Table 2 EAT-Lancet index, energy intake, and cost of food groups by diet costa

We observed a negative and statistically significant association between the EAT-Lancet score and diet cost. For each increase in one point of the EAT-Lancet score, there was an average decrease of MXN$0.4 in the diet cost (p < 0.001), holding covariates constant (Fig. 1A). Interestingly, this relationship held only for those in the low- and middle-SES categories (Fig. 1B). Among those in the low-SES category, a one-point increase in the EAT-Lancet score was associated with an MXN$0.8 lower diet cost (p < 0.001), holding covariates constant. Similarly, for those in the middle SES category, a one-point increase in the score was associated with an MXN$0.5 lower diet cost (p < 0.001). There was no association between the EAT-Lancet score and diet cost for those in the high-SES category.

Fig. 1
figure 1

Adjusted prediction (with 95% CI) estimating the association between diet cost* and the EAT-Lancet index.* Diet cost estimated as calculated cost residuals adjusted by energy intake, centered at the mean cost (A) Estimations are based on an ordinary least squares regression model of diet cost (as cost residuals) and the EAT-Lancet index, adjusted by age group, sex, socioeconomic status (SES), geographical region, place of residence and survey year. B Same model as panel A, plus an interaction term between diet cost and socioeconomic status (SES) level.

Discussion

We estimated the association between diet cost and adherence to the EAT-Lancet reference diet in the Mexican population using two different approaches. First, we dichotomized the cost into low- and high-cost and compared the scores of the EAT-Lancet index. We found that those who consumed a low-cost diet had, on average, a diet quality score 0.9 points higher (out of 42 points) than those who consumed a high-cost diet. This difference was due to the limited intake components, including a lower intake of beef and lamb, pork, poultry, dairy, and added sugars. Second, we estimated the association between diet cost and diet quality using both variables as continuous. We found that for each one-point increase in the EAT-Lancet score, there was an average decrease of MXN$0.4 in the diet cost. Interestingly, when we assessed the effect of measure modification by SES, this relationship was observed only for low- and middle-SES individuals. In contrast, the diets of high-SES individuals had the same cost, regardless of adherence to the EAT-Lancet score. It should be noted that the difference in the diet quality score between the low-cost and the high-cost diet is small (0.9 points) because the population was divided only in two groups, and we are not comparing extreme costs (e.g., lowest vs highest quintiles). The linear relation can give a better sense of the magnitude of the association, the one-point increase in the EAT-Lancet score associated with a decrease of MXN$0.4 is equal to a decrease of 2.5 points in the diet quality score for each MXN$1 increase (equivalent to $0.05 USD), which is an important difference in diet quality.

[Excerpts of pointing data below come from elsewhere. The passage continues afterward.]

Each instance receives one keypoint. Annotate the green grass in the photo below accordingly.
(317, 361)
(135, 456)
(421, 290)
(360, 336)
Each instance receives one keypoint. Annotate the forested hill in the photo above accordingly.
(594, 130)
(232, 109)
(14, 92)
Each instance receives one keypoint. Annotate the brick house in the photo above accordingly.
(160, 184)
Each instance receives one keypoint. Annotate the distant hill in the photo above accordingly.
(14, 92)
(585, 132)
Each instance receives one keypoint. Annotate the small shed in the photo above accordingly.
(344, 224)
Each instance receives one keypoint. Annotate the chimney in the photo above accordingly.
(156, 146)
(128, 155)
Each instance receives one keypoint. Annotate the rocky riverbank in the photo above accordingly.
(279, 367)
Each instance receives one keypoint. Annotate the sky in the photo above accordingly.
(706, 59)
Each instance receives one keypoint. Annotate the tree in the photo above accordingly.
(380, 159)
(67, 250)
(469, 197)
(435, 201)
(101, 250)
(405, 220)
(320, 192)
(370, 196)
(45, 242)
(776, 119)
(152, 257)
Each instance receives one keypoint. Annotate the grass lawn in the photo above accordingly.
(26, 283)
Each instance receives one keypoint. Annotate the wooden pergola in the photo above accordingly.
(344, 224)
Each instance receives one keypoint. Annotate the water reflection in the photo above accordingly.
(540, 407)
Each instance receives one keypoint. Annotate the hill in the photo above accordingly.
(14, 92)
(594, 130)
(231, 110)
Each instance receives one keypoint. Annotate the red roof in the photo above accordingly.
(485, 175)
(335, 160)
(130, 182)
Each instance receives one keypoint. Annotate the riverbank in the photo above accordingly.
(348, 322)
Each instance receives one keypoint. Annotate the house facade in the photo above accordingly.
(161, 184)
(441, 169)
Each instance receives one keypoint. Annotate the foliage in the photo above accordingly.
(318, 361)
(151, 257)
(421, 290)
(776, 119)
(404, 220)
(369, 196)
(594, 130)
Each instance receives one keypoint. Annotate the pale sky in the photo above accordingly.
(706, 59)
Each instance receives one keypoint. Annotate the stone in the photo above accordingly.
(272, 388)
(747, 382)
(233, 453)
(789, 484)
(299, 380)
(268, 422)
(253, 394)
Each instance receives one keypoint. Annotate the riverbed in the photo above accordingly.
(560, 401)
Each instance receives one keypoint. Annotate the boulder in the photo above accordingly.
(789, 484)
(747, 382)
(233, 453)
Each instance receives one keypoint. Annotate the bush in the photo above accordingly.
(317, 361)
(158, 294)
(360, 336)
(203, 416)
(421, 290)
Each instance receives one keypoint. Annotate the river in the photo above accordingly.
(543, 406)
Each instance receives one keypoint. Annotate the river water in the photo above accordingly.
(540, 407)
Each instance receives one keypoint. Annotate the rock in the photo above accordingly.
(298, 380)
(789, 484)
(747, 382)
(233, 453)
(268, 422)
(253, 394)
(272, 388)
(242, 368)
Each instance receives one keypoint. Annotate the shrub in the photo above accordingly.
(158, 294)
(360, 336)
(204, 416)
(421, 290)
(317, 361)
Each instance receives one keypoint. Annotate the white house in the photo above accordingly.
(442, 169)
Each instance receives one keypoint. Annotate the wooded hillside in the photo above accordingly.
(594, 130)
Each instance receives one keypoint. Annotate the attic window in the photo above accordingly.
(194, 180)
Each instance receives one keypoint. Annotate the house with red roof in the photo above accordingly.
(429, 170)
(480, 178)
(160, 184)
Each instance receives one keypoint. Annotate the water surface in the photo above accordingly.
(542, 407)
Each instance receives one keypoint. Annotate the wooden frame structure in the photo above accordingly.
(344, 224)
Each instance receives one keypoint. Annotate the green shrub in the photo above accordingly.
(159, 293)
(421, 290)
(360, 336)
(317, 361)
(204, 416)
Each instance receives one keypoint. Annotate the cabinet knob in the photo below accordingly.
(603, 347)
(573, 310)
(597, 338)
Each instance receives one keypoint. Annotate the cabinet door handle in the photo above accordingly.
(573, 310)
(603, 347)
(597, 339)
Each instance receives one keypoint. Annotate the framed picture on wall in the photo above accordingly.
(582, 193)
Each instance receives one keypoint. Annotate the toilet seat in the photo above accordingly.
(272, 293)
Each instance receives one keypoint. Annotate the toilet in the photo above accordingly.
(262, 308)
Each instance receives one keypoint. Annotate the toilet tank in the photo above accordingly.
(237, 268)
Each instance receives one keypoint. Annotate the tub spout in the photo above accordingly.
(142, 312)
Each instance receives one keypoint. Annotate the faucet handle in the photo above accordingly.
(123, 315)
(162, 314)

The finding in our study is contrary to what has been previously observed in high-income countries, where a higher diet quality score was associated with higher diet costs. For instance, a higher cost was associated with higher Healthy Eating Index (HEI) 2010 scores in adults from the United States. When divided into cost quintiles, individuals in the highest diet-cost quintile had 22.4 points more (out of 100) in the HEI score than those in the lowest diet-cost quintile. This difference was mainly explained by a greater intake of vegetables, fruits, whole grains, and seafood and a lower intake of refined grains, solid fats, alcohol, and added sugars [32]. In contrast, in our study, a high-cost diet was associated with a lower intake of whole grains and a higher intake of added sugars. In a study with Spanish participants aged 2 to 24 years, a higher adherence to the Mediterranean diet was associated with an increase of 0.71 Euros per day compared to those in the lower adherence group [33]. Results in the same direction were estimated in Malaysian and Belgian adults using the Malaysian Healthy Eating Index and the Mediterranean Diet Score, respectively [34, 35], and in Swedish and Chinese children using the HEI 2005 and the Chinese Children Dietary Index, respectively [15, 36].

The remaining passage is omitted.